Dennis Pajot / Getty Images Sport / Getty

Mitchell Stephens has lagged behind, following in Connor McDavid's path to the NHL. But while the previous experience on his resume exceeds the skills section, he's managed to carve out a position in the Hockey Canada bureau as well.

Connor McDavid didn't have trouble attracting attention north of the border in his draft season; 169 points in 67 games is production well beyond international boundary.

He will be a fixture with Hockey Canada for the next few decades, and will have the torch passed to him before Sidney Crosby is willing to relinquish it. But the Erie Otters superstar and future No. 1-overall selection isn't the only Ontario kid assembling an impressive national portfolio from small-town USA.

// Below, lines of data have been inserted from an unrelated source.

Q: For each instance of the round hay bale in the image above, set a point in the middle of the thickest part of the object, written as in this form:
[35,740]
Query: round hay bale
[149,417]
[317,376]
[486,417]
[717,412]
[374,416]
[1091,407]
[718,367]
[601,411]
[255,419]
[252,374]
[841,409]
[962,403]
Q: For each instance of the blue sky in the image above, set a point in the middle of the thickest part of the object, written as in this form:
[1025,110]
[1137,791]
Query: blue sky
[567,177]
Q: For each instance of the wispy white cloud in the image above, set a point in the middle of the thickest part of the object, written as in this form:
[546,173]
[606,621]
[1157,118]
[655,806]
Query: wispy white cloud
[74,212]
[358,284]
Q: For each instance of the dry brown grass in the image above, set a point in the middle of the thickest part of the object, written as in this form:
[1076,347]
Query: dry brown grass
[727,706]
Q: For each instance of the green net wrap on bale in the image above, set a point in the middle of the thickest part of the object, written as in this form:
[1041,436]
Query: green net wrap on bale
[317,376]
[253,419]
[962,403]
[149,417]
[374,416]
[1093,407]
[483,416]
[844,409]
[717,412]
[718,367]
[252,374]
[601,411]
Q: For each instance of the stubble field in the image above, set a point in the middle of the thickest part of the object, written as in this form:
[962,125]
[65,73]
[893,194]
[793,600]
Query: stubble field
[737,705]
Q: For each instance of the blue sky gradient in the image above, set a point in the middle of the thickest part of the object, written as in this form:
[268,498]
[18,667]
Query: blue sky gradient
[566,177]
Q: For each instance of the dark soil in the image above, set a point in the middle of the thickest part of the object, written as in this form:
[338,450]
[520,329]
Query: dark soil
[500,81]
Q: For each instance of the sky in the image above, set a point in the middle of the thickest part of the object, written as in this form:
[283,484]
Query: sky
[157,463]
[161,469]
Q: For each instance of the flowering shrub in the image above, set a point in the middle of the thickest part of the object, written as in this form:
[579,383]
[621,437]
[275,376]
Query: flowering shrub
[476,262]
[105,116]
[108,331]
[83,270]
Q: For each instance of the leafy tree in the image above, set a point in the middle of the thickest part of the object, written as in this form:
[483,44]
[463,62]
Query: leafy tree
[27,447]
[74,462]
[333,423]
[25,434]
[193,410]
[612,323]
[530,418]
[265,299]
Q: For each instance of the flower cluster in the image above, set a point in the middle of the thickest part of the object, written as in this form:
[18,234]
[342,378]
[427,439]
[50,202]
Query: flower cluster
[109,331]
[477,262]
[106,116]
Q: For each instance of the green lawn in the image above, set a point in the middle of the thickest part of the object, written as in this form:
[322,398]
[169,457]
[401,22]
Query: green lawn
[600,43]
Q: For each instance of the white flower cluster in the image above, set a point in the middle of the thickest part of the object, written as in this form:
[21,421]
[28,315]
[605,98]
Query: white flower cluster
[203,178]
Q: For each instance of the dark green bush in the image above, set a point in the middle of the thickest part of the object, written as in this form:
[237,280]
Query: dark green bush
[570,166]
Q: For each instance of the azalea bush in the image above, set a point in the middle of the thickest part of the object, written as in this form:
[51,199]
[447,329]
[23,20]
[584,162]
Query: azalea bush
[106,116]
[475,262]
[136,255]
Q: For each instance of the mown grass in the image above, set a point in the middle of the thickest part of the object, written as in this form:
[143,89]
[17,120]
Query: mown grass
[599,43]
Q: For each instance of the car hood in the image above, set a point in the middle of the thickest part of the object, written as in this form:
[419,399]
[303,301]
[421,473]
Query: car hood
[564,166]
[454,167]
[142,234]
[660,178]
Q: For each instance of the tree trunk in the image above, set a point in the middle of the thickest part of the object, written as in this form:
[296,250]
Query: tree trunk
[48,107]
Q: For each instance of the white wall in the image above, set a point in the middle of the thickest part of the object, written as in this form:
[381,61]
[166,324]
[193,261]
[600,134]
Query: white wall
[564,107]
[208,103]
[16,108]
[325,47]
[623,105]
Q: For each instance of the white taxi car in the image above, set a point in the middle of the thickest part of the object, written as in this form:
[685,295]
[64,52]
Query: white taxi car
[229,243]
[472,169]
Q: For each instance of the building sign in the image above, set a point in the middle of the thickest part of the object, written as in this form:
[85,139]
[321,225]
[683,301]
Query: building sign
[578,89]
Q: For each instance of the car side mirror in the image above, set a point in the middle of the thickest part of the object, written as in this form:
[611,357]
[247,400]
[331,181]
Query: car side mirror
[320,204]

Mitchell Stephens scored 22 goals and 48 points last season as part of the leadership core for the Saginaw Spirit. His output is nearly two points per game less than McDavid's, but some pundits believe the pair belong to the same round of Friday's NHL Entry Draft.

For Stephens, it's not about point production, but those contentious, borderline-taboo, qualitative traits: leadership, attitude, compete.

"A hard competitor is going to go a long way, maybe even further than a guy who can put up 100 points in junior," Mitchell told theScore.

"An NHL player competes every shift. It's an aspect that I take seriously, and one that I will bring into being a pro," he added.

"With me, it's about competing every shift."

Stephens rolled the campaign bus to the NHL Scouting Combine in Buffalo earlier this month, promoting himself to team executives, and really, anyone willing to listen.

But he already has a believer in Hockey Canada.

Stephens represented his country and province in U-17 competition before earning an invite, and playing a crucial role, in Canada winning gold at last summer's Ivan Hlinka Memorial Tournament. Following his draft season with Saginaw, he was upgraded to captain, wearing the letter for Canada at the U-18 World Championship in Switzerland this spring.

There, Stephens provided a necessary jolt to his draft stock. He scored five goals and 10 points in seven games, showcasing more than intangibles in arguably his best stretch of the season. But maybe more important than his sudden offensive surge, Stephens proved something to himself.

"I learned that my game can be a lot better than what I have shown. With the right mindset, and the right attitude, I think that every aspect of my game can rise," he said.

It hasn't always been this underdog story.

Stephens took his budding talent 90 minutes west from his hometown of Peterborough, Ontario to join the famed Toronto Marlboros Hockey Club (the organization that just happened to be overseeing McDavid's development) at age 14.

Even then, Stephens was a step, or three, behind McDavid, who had been granted exceptional status by the OHL, but was a star in his own right. He scored 44 goals and 84 points while captaining one of the strongest minor hockey programs on the planet, and earned the eighth-overall selection in the OHL Draft from the Spirit.

At the same time, though, Stephens was feeling a pinch, and learning the consequence associated with elite talent pools converging at an early age.

Save for the generational likes of McDavid and Crosby, once-dominant players will reach a point in their careers where they must either accept their standing, or adapt to continue pushing onward by harnessing ancillary strengths.

It's how Stephens has willingly met this plight head on that has his country, and now NHL clubs, on notice.